Dan Gordon, co-founder of Gordon Biersch Brewing Company, one of the pioneers of the US craft beer industry, has regained majority control of his company after 24 years. A group of investors around Gordon, which he describes as “close-knit friends who have been very successful in life” has acquired the San Jose, California-based production brewery. Terms of the transaction were not disclosed.
Seller was the Fertitta family, which bought a 51 percent in Gordon Biersch through their company Fertitta Enterprises in 1995 in a deal valued at about USD 20 million at that time.
In 1988, Dan Gordon, the first American in more than 40 years to graduate from the prestigious five-year brewing program at the world-renowned Technical University of Munich in Weihenstephan, Germany, and Dean Biersch, an experienced restaurateur and beer lover, opened their first Gordon Biersch Brewery Restaurant in Palo Alto in 1988.

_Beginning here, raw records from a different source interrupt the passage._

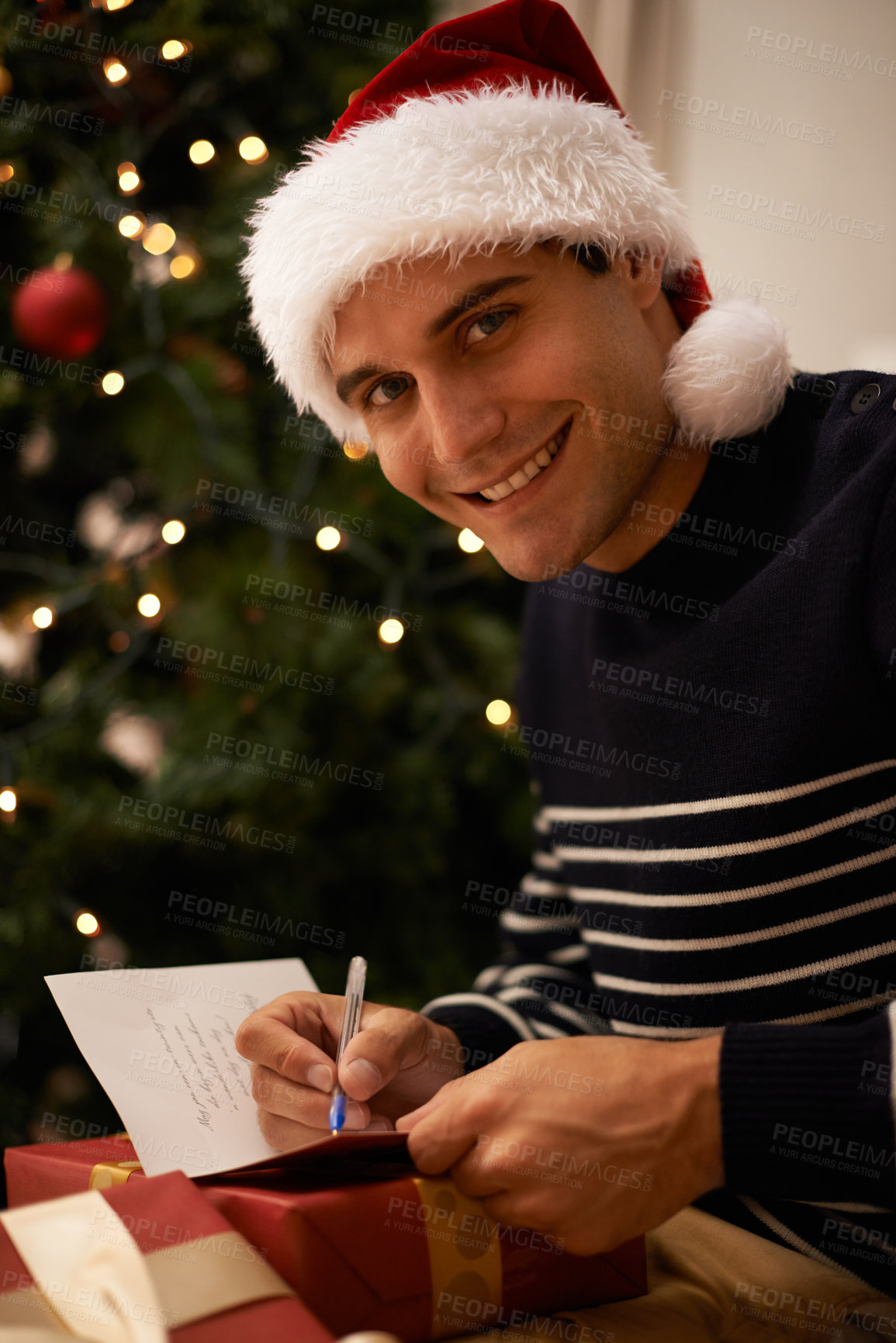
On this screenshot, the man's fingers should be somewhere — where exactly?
[237,1005,336,1091]
[338,1007,433,1100]
[395,1077,463,1134]
[396,1078,479,1175]
[251,1064,371,1137]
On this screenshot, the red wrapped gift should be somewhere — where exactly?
[5,1134,648,1343]
[0,1171,332,1343]
[2,1134,145,1207]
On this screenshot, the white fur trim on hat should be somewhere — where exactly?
[661,298,794,443]
[240,81,696,441]
[240,79,790,441]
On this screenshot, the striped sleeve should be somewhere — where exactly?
[720,1003,896,1207]
[423,821,611,1073]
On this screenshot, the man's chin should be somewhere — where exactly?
[486,542,591,583]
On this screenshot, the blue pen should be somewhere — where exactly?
[329,956,367,1136]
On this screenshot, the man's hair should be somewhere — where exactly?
[573,243,610,275]
[536,237,610,275]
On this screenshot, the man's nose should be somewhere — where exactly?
[420,382,507,470]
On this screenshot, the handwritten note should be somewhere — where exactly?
[46,957,317,1175]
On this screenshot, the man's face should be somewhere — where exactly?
[330,246,669,582]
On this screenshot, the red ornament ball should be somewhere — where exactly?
[9,266,109,358]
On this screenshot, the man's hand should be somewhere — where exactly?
[237,992,463,1151]
[395,1036,724,1255]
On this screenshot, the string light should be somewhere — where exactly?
[168,252,196,279]
[102,57,130,88]
[118,162,143,196]
[378,617,404,643]
[118,215,147,237]
[143,224,178,257]
[237,136,268,164]
[158,37,192,61]
[189,140,215,164]
[314,527,343,551]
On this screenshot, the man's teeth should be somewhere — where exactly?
[479,427,566,504]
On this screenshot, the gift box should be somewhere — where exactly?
[0,1171,332,1343]
[5,1134,648,1343]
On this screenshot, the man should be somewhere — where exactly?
[237,0,896,1341]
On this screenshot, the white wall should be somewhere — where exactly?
[437,0,896,372]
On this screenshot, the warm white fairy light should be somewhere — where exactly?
[141,224,178,257]
[118,168,144,196]
[457,527,485,555]
[118,215,144,237]
[314,527,343,551]
[237,136,268,164]
[168,252,196,279]
[378,617,404,643]
[189,140,215,164]
[102,57,130,86]
[161,517,187,545]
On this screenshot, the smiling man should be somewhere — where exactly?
[237,0,896,1343]
[332,244,708,582]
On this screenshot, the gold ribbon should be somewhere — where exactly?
[413,1178,503,1339]
[88,1161,143,1189]
[0,1187,296,1343]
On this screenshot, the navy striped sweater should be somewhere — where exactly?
[424,372,896,1296]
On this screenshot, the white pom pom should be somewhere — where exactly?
[662,298,794,443]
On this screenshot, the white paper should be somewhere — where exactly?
[46,957,317,1175]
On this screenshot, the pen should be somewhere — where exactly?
[329,956,367,1136]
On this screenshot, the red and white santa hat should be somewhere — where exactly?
[240,0,793,443]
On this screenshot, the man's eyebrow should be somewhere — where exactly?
[336,275,534,406]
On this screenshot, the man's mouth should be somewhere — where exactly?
[463,417,573,504]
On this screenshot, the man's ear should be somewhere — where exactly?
[618,252,663,309]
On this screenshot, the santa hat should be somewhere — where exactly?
[240,0,793,441]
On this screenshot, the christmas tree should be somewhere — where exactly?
[0,0,532,1176]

In a time when the term craft beer was not yet invented, the two founders grew rapidly their business through opening several Gordon Biersch Brewery Restaurants, first in California and later also in other parts of the United States. Through the sale of a majority stake in the business, Dan Gordon was able to fulfill his dream of building a state-of-the-art full-size brewery and bottling facility in San Jose, CA, which was opened in 1997.
In 1999, the Gordon-Biersch brewpubs, which number today 35, were sold to what is now Craftworks Holdings, which also operates the Old Chicago Pizza and Taproom and Rock Bottom Restaurant & Brewery chains. They are still operating independently and are not part of the recent deal.
Since 1998, Gordon Biersch Brewing Company has more than doubled its production to 90,000-barrels (105,000 hl) beer in 1998, making Gordon Biersch Brewing Company the largest brewery in the San Francisco Bay Area and one of the fifty largest breweries in the United States.
Dan Gordon, who still oversees the brewing operations at the Gordon Biersch brewing and bottling facility in San Jose, CA, is a specialist in brewing authentic German-style lagers in strict adherence to the German Beer Purity Law. Next to his signature beers, which are sold all over the United States, he also acts as a contract brewer for other companies. About 90 percent of his capacity is dedicated to contract brewing.
With the addition of a new Krones canning line, which is expected to be operational by November, and the addition of new contract partners, Gordon hopes to increase production by 15 to 20 percent in 2019.